July 2018 edit: This article was written in 2017, a fair amount has changed in the fast-moving k8s world since then. A couple of notes:
**_automountServiceAccountToken: false_**
Now to the original article…
TLDR: the challenges for the BsidesSF CTF were run in Docker containers on Kubernetes using Google Container Engine. Because of the two infrastructure issues, it was possible to exploit one of the early challenges, steal service account keys, and then use those keys to directly access flags. One of these problems was discovered (but not exploited) by a competitor.
On the weekend before RSA (Feb 11 — Feb 13), we ran the capture the flag competition for BsidesSF. It was targeted at beginner/intermediate players and turned out to be pretty successful, with over 500 teams participating internationally. We decided to run all our challenges in docker containers on Google Container Engine (GKE). I won’t delve too much into this decision, but as a small team with time constraints Docker and Kubernetes allowed us to focus our efforts on writing interesting challenges and made deployment, maintenance, and scaling dead simple. Though it worked out for us, there are many reasons why these tools might not be suitable for CTFs.
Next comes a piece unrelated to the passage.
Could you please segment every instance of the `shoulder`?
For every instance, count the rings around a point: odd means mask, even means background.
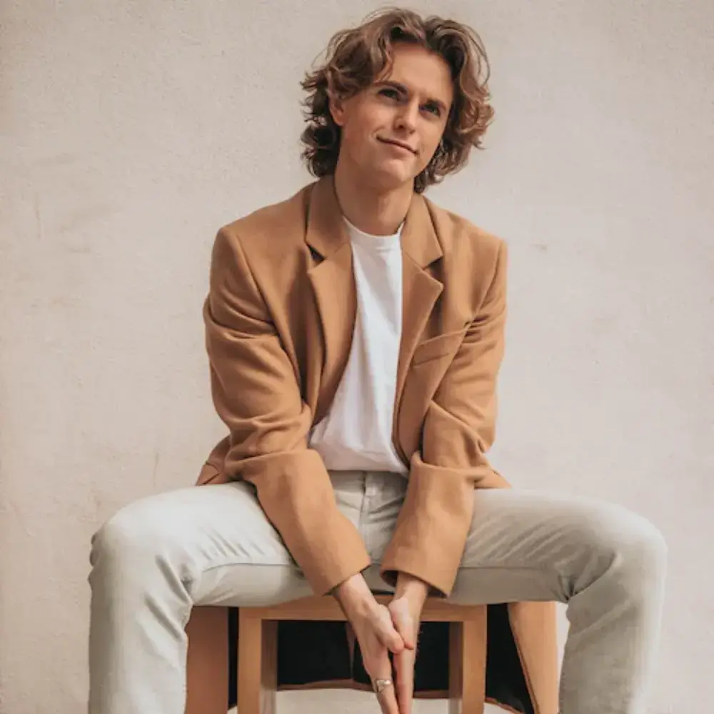
[[[425,198],[447,263],[490,272],[508,257],[508,243],[463,216]]]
CTF is intended to be a hacker’s playground and many challenges will allow competitors to run arbitrary code on your machines. Competitors should be able to do essentially whatever they want as long as they are not able to interfere with other teams, damage the challenge, or access resources that are out of scope (other flags, the scoreboard, etc.) For this reason, isolation of the challenge resources is critical. After talking with a few other CTF organizers, I learned that this isolation is most often achieved with completely separate hosts, VMs under ESXi or Xen, or simple chroot jails. With Docker, many of our challenges deployed were on the same host and isolation was provided by kernel namespaces and control groups- features of the linux kernel that underly this technology.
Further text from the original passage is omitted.